A investigação foi instaurada de ofício —ou seja, sem provocação prévia de órgãos investigativos— para descobrir se a Receita Federal ou o Coaf (Conselho de Controle de Atividades Financeiras) quebraram ilegalmente os sigilos de membros do Supremo.
A decisão de Moraes veio após a divulgação de informações sobre o Banco Master que envolveriam o próprio ministro e também Dias Toffoli, relator do processo que apura as fraudes financeiras.
O jornal Folha de São Paulo revelou que empresas ligadas a parentes de Toffoli tiveram como sócio um fundo de investimentos conectado à teia usada pelo Master em fraudes investigadas por autoridades.
Reportagem do jornal O Globo mostrou que o banco contratou, por R$ 3,6 milhões, o escritório de familiares de Moraes para auxiliar na defesa dos interesses da instituição financeira.
Ministros e juízes auxiliares que atuam na Corte avaliam que a investigação sobre os vazamentos pode repetir o roteiro do inquérito das fake news, que foi instaurado em março de 2019 também de ofício e até hoje, quase sete anos depois, não foi concluído.
Na época, Toffoli, então presidente do STF, fez uma interpretação heterodoxa do regimento interno da corte para abrir, por conta própria, uma frente de apuração sobre a disseminação de notícias falsas sobre o tribunal.
Agora, a leitura de pessoas alinhadas ao grupo de Moraes é a de que a investigação sobre os vazamentos tem contexto parecido, com o Supremo vivendo uma "crise de imagem" em razão dos desdobramentos do caso Master.
Pessoas a par dessas discussões dizem que a investigação sobre os vazamentos teria um escopo tão vago quanto o do inquérito de 2019 e também estaria sujeita a sucessivas prorrogações.
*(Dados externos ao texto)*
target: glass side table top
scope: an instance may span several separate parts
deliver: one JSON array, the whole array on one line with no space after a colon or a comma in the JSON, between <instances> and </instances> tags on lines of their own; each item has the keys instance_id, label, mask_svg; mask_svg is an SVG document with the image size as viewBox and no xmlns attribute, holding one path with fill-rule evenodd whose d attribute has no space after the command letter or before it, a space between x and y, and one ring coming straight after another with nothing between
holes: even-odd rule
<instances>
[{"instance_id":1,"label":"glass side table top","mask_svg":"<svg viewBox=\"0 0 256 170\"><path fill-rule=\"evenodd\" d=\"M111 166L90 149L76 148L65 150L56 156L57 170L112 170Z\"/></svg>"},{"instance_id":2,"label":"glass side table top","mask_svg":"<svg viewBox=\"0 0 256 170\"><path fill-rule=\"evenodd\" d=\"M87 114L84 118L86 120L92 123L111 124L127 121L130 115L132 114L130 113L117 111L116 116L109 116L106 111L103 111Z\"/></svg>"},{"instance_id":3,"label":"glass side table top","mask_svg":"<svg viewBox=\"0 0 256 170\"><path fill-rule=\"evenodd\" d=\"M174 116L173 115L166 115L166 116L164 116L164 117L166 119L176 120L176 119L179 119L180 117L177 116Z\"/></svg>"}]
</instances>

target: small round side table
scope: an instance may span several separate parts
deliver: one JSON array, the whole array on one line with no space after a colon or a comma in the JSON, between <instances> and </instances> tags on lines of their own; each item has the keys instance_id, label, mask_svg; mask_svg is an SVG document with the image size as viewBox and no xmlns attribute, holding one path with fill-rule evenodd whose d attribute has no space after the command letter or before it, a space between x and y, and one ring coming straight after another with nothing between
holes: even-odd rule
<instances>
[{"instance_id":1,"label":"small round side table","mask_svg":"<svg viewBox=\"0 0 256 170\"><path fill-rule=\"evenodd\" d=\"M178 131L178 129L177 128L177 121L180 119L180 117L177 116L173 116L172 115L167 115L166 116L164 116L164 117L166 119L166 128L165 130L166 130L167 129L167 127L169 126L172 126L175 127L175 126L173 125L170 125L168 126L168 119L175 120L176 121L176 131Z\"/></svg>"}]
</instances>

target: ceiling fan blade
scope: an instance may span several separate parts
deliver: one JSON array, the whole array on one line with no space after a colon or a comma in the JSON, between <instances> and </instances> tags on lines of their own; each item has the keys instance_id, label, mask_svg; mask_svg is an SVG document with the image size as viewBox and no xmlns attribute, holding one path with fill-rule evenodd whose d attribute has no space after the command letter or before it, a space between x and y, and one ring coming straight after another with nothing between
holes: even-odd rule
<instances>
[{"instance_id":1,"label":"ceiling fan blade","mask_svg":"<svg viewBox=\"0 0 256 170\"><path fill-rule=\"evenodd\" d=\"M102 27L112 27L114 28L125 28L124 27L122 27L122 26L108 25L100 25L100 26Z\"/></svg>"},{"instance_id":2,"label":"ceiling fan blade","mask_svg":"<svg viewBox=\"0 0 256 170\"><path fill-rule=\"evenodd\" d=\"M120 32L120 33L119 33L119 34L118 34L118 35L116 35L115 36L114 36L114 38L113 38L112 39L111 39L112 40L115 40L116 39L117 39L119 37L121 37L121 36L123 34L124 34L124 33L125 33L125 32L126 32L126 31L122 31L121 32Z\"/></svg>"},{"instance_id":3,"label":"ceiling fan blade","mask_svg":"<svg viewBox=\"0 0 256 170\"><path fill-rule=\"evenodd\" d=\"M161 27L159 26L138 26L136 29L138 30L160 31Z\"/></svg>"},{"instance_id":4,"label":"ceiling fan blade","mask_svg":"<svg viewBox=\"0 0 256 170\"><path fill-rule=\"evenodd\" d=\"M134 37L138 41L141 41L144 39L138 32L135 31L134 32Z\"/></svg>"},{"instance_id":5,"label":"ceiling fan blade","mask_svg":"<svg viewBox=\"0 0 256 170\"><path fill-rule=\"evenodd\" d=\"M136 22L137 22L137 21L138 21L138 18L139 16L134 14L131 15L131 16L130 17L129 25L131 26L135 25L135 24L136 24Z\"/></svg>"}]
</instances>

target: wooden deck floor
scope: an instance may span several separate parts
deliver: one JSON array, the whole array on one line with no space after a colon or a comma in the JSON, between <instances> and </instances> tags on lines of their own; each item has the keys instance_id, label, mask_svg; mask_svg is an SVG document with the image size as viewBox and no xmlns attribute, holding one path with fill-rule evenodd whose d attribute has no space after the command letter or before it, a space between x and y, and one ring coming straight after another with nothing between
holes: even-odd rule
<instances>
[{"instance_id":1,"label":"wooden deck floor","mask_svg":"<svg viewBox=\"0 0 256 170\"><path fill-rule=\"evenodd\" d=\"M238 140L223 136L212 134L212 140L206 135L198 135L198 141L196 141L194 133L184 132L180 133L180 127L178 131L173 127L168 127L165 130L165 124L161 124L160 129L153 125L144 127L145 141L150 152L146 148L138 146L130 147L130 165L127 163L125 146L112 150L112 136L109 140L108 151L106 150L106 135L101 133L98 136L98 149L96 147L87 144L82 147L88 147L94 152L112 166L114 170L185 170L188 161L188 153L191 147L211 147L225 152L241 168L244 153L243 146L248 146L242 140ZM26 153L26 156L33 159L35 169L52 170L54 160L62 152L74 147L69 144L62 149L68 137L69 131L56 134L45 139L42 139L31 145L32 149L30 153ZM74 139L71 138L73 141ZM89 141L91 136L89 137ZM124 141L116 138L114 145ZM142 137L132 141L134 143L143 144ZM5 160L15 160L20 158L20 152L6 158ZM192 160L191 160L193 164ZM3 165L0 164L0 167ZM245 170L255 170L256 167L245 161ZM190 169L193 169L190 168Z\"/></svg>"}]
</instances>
Interlocutores de Moraes dizem que a iniciativa do ministro, que no momento exerce a presidência do STF de forma interina, busca proteger os magistrados e seus familiares de terem seus dados "vasculhados" indiscriminadamente.
Procurado pela reportagem, o Supremo não informou quais ministros teriam sido vítimas das supostas quebras indevidas de sigilo, quais as evidências a esse respeito ou o prazo fixado por Moraes para a conclusão das diligências sobre os vazamentos.
A criação de uma carteira de créditos falsa pelo Banco Master é investigada no âmbito da Operação Compliance Zero. A PF cumpriu, nesta quarta-feira (15), 42 mandados de busca e apreensão autorizados por Toffoli, em decisão ainda mantida em sigilo.